Wednesday, July 29, 2015

BigData Goes to Die on USB Drives

With the User Conference plenary behind me, I can catch up on my blog posts. I want to share something with you all. A BigData request pattern that I have been encountering a lot lately and how I've been responding to it.
See, people are accumulating lots of data and their traditional means to store and process (forget visualize) this data have been overwhelmed. So, they offload their "old" data into USB drives to make room for the new data. And IMHO BigData goes to die on USB drives, and that is a shame. And a lot of this offloading happens as CSV file exports. I wish they do the exports in something like Avro where data and schema is stored together.
Nevertheless, they now want to process all this data and I'm handed these drives with the statement “What can we do with these ?"
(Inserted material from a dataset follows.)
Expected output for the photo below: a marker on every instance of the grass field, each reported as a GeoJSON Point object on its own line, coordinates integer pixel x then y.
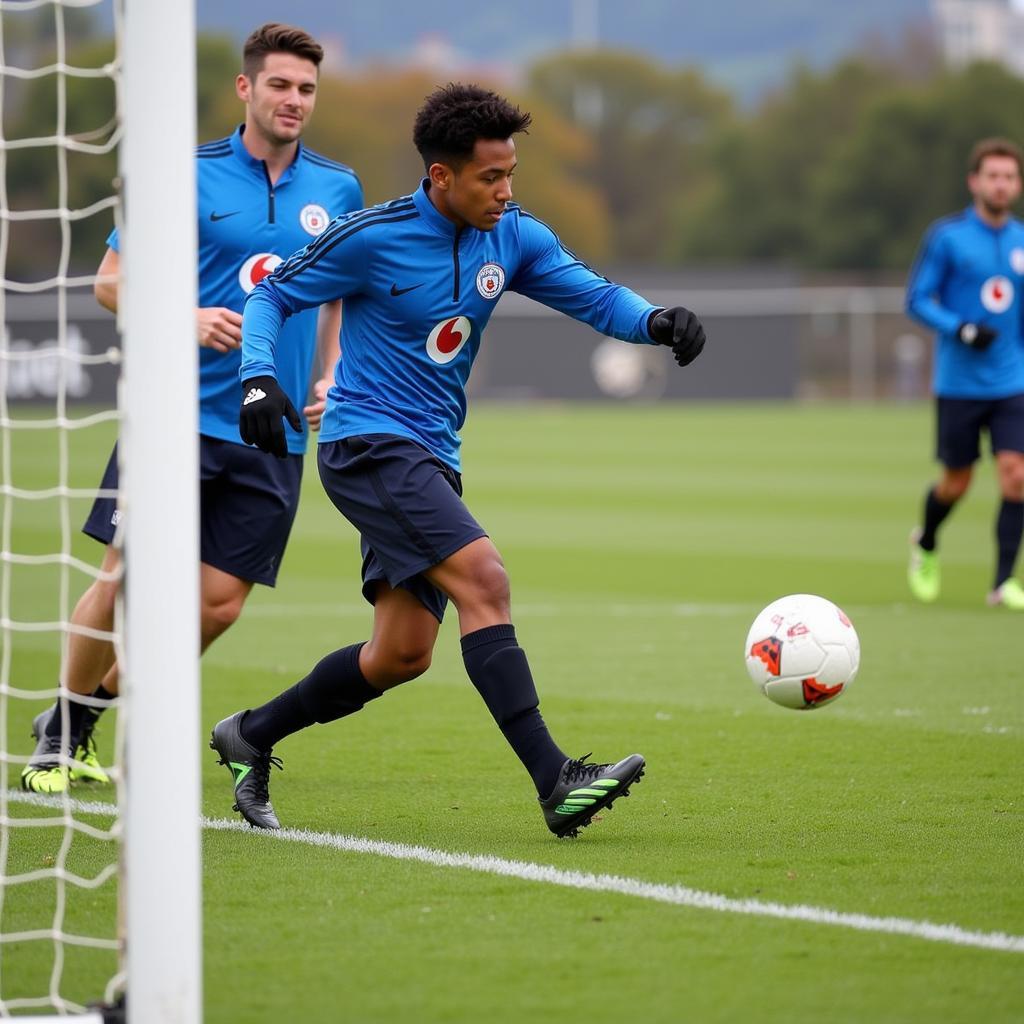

Lot of this data (and I'm talking millions and millions of records) has a spatial and temporal component and the questions to me (as I do geo) is more like “How can I filter, dissect and view on a map this data?"
Typically, these folks have virtualized environments on or off premise and can spin up a couple of Linux or Windows machines very quickly. Well...more than a couple, I usually request 4 to start. Once I have the machines' IPs, I install Hadoop using either Hortonworks or Cloudera depends on what the client has adopted and Elasticsearch.
From the Hadoop stack, I only install Zookeeper, YARN, HDFS and Spark. Some folks might wonder, why not use Solr since it is part of the distribution. I find ES easier to use and Hadoop is "temporary" as eventually, I just need Spark and Elasticsearch.
Then, I start transferring all the data off the USB drives to HDFS. See, HDFS gives me the parallel read that I need to massively bulk load the data using Spark into ES, where all the data is indexed in a spatial, temporal and attribute matter.
Once the data is in Elasticsearch, I can query it using ArcPy from ArcGIS Desktop or Server as a GeoProcessing extension or service.
If the resulting data is "small", then the GP returns a FeatureSet instance - however, that is not what is interesting in the data. What these folks want to see is how the data is clustered and what temporal and spatial patterns are been formed? What are the “life” patterns? What they are interested in is seeing the density, hotspots and more importantly the emerging hotpspots. That is where the Esri platform excels !
Like usual, all the source code to do this here. It is a bit crude, but it works.